The silver-bearing ores of the now famous Cobalt district contain a large proportion of cobalt ; but the buyers of ore practically allow nothing for this metal. Should new uses and new outlets be found for cobalt, this region could easily supply large quantities of this metal.

Ores of iron are widely distributed throughout Canada, in great variety. They are smelted in the provinces of Ontario, Quebec, and Nova Scotia only ; but it is very probable that in the near future an iron-smelting industry will be established in British Columbia.

In this latter province, large deposits of iron ore occur on Vancouver Island, and other islands on the Pacific coast. The deposits consist mainly of high-grade magnetites, and these, in conjunction with the coal deposits of the Pacific seaboard, would supply blast furnaces under very favourable conditions. Owing to the comparatively sparse population of this province, the market would not at present be very extensive ; but the establishment of an iron industry in this western province is only a question of time, since all the natural resources are present in abundance.

In the interior of British Columbia, important deposits of iron ores are known at East Kootenay, and in the Kamloops district.

In Alberta, should need arise, extensive deposits of clay iron stone, which occur in the vicinity of the Red Deer River, could yield a fairly good supply of iron ore.

In both the western and eastern parts of the province of Ontario, extensive deposits are known, and many are being worked.

The Helen Mine, on the shore of Lake Superior, is being worked, and produces large quantities of hematite. The Atikokan iron range ; the Lake Nipigon iron deposits ; the large deposits of magnetic and hematite of Mosse mountain, north of Sudbury ; the magnetite deposits found along the line of the Kingston and Pembroke Railway ; and the magnetite deposits along the Central Ontario Railway, constitute reserves of iron ore, having great industrial possibilities.

In Quebec, deposits of magnetite occur in the valley of the Gatineau, north of the Ottawa River. Bog iron ores are being worked in the district north of Three Rivers, and in some parts of the eastern- townships, along the St. Francis River. Moreover, magnetites, containing titanic acid, are present in large quantities in various parts of the eastern townships, and in the Saguenay district.

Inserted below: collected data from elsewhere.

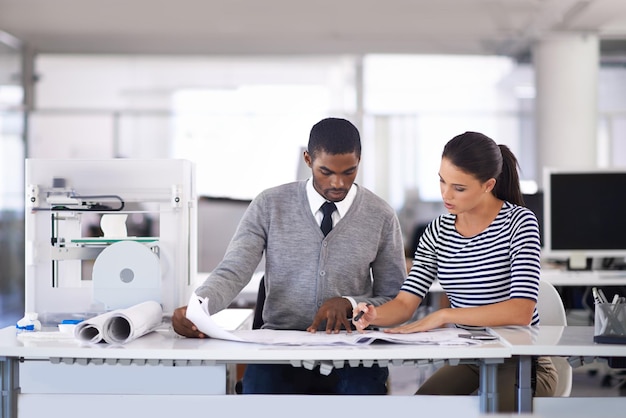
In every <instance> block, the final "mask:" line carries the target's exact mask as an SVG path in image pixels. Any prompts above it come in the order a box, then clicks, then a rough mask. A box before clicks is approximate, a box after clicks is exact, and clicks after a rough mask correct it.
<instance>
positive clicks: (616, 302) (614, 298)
mask: <svg viewBox="0 0 626 418" xmlns="http://www.w3.org/2000/svg"><path fill="white" fill-rule="evenodd" d="M618 301H619V295H618V294H617V293H616V294H615V295H613V300H612V301H611V305H616V304H617V302H618Z"/></svg>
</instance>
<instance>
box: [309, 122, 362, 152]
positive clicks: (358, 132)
mask: <svg viewBox="0 0 626 418" xmlns="http://www.w3.org/2000/svg"><path fill="white" fill-rule="evenodd" d="M307 150H308V151H309V155H310V156H311V158H312V159H315V157H316V154H317V153H318V152H322V151H323V152H326V153H328V154H332V155H335V154H349V153H352V152H354V153H355V154H356V156H357V158H359V159H361V136H360V135H359V130H358V129H357V128H356V126H354V125H353V124H352V123H351V122H349V121H347V120H346V119H340V118H326V119H322V120H321V121H319V122H317V123H316V124H315V125H313V127H312V128H311V134H310V135H309V145H308V147H307Z"/></svg>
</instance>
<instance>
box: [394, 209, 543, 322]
mask: <svg viewBox="0 0 626 418" xmlns="http://www.w3.org/2000/svg"><path fill="white" fill-rule="evenodd" d="M455 219H456V215H453V214H445V215H441V216H439V217H437V218H436V219H435V220H433V221H432V222H431V223H430V225H428V227H427V229H426V231H425V232H424V234H423V235H422V237H421V239H420V241H419V244H418V246H417V249H416V251H415V256H414V259H413V266H412V267H411V271H410V272H409V275H408V277H407V279H406V280H405V282H404V284H403V285H402V288H401V290H402V291H405V292H410V293H412V294H415V295H417V296H419V297H421V298H423V297H424V296H425V295H426V293H427V292H428V289H429V288H430V286H431V285H432V283H433V282H434V281H435V279H438V280H439V283H440V284H441V287H442V288H443V290H444V291H445V292H446V293H447V295H448V299H449V300H450V306H451V307H452V308H466V307H473V306H482V305H488V304H492V303H496V302H502V301H506V300H509V299H513V298H526V299H532V300H534V301H537V295H538V293H539V277H540V254H541V246H540V241H539V224H538V222H537V218H536V217H535V214H534V213H533V212H532V211H531V210H529V209H527V208H525V207H522V206H517V205H514V204H512V203H509V202H504V204H503V205H502V208H501V209H500V212H499V213H498V215H497V216H496V218H495V219H494V221H493V222H492V223H491V224H490V225H489V226H488V227H487V228H486V229H485V230H484V231H482V232H481V233H479V234H478V235H475V236H473V237H464V236H462V235H461V234H459V233H458V232H457V231H456V228H455V226H454V222H455ZM538 324H539V314H538V312H537V308H536V307H535V311H534V313H533V318H532V322H531V325H538ZM457 325H458V326H461V327H463V328H468V329H476V328H479V327H471V326H462V324H457Z"/></svg>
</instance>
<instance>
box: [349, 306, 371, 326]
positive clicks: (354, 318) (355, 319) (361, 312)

It may be noted here that Dr. Eugene Haanel, Director of Mines to the Dominion Government, has devoted special attention to the smelting of the refractory iron ores of Canada by electricity. Experiments of inter-national importance now historic were conducted at Sault Ste Marie, Ontario, in the winter of 1905-6 ; which demonstrated that the reduction of magnetic iron ores comparatively high in sulphur, but free from manganese, could be smelted by the electro thermic process without the use of coal or coke ; but with charcoal only as a reducing agent. An official account of these preliminary experiments by Dr. Haanel was published by the Dominion Government in 1907 ; and a pamphlet describing the practical application of these experiments on a commercial scale, by means of an Electric Shaft Furnace, at Domnarfvet, Sweden, was issued in September, 1909, demonstrating that electric smelting has passed the experiment stage, and is now an assured commercial success.

This pronouncement by the Dominion Government is of supreme importance to the provinces of Ontario and Quebec, where there are extensive deposits of refractory, magnetic iron ores, which can now be smelted economically since they are mostly in close proximity to water powers for the generation of electrical energy, and char-coal and peat as reducing agents can be obtained cheaply as substitutes for coal or coke fuels which are conspicuously absent from the list of mineral resources of the two provinces.

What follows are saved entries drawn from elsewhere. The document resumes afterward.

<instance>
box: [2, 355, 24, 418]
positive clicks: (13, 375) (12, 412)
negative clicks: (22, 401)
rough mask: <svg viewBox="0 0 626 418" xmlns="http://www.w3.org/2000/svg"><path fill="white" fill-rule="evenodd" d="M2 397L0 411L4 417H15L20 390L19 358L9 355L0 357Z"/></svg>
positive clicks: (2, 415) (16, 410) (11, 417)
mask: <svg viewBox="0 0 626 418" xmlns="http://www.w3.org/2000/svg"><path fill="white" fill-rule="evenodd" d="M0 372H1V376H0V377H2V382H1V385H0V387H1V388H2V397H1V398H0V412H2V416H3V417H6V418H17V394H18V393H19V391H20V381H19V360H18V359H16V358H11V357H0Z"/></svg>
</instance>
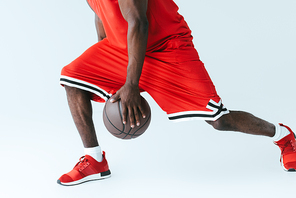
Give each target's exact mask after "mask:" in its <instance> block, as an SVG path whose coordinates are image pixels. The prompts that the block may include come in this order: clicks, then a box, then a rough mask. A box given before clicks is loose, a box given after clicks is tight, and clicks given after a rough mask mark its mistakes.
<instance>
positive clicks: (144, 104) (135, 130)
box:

In Nova Scotia important deposits of hematite occur in Annapolis county ; at Nictaux and at Clementsport ; at Brookfield, south of Truro ; and at Londonderry ; besides numerous other places from which the existence of more or less important deposits have been reported.

Large deposits of iron ore, which are important from the standpoint of future supply, are known to occur on the east coast of Hudson's Bay and James Bay. Among these deposits may be mentioned those of the Nastapoka Islands, which appear to be the most important and consist of magnetite, hematite and jasper.